I tried my first capsule hotel last week. I was hosting a meeting at the Tokyo offices of our university. I booked a “capsule” at First Cabin Kyobashi in the central business district. First Cabin is a chain of these hotels.

I think capsule hotels are designed for business people who need inexpensive accommodation, especially after a night of dining and drinking with clients and colleagues. Men and women are separated immediately after check-in. In this First Cabin, the lobby is on the second floor and men can rent “pods” on floors 3, 4 or 5. Women can have rooms on floors 6 and 7. There is a “public” (shared) bath for men on floor 8 and women on floor 9. The bath is similar to any sento in Japan. The lobby had some nice lounge and work areas and the entire hotel was new and tastefully decorated.

The “Premium” Cabin

The bad part of the stay were the rooms. They are basically pods with a sliding curtain that does not reach to the ceiling or floor. I could hear men snoring down the hallway, guys coming in later than me, and one guy left his alarm on a 5:30 for about 15 minutes. I did not get a great night’s sleep. I ordered the “premium” cabin that had a bit of leg room. The regular cabins had only a bed and a small floor space just behind the curtain. The pajamas (yukata) provided were comfortable.

I can see how this would be such a foreign experience for people not used to Japan. The ideas of sharing a bathroom with other guests, wearing hotel-issued pajamas, being separated by gender, etc. are all kind of weird for foreigners. Only in Japan!

A “standard” Cabin

I am glad I experienced one, but I would not stay at another one, especially at my age. I did not get a restful night’s sleep. The hot bath in the morning almost made up for it however, and it is much better than the plastic, pre-fabricated bathrooms that come with most standard Japanese business hotels.
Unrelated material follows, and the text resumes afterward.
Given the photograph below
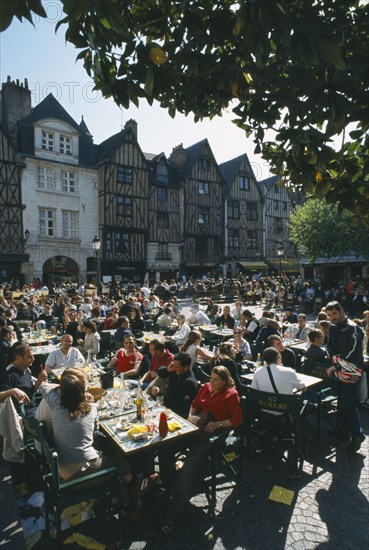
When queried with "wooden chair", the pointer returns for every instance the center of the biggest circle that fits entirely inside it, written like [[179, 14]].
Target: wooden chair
[[276, 421], [61, 494], [226, 457]]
The hotel was conveniently located and it is such a thrill for me to be able to work in downtown Tokyo, the largest metropolitan area in the world! The university offices are in Sapia Tower, which is just a few steps away from Tokyo Station. From the 10th floor, you can watch the coming and going of trains and people. The skyscrapers and busy streets make it all the more glamorous, for me, who grew up in a village of less than 1,000 people in the north woods of Michigan.

I will be hosting a couple of other meetings in May and am looking forward to my final trip to Tokyo.

Top Chef Owen

Owen’s presentation

Owen is finishing the Middle Years Programme of the International Baccalaureate this year. All grade 10 students need to do a Personal Project (PP). The project is something students are passionate about and they should put in about 40 hours of work over the school year.

Owen is passionate about cooking. He watched a lot of cooking competition shows. Nadia is also really good in the kitchen and I think these two things inspired him to enjoy cooking. I give his meals a hearty 5-stars and it is nice to have two gourmet chefs in the Kralovec house. Owen’s project was to build a website with simple recipes teenagers can do.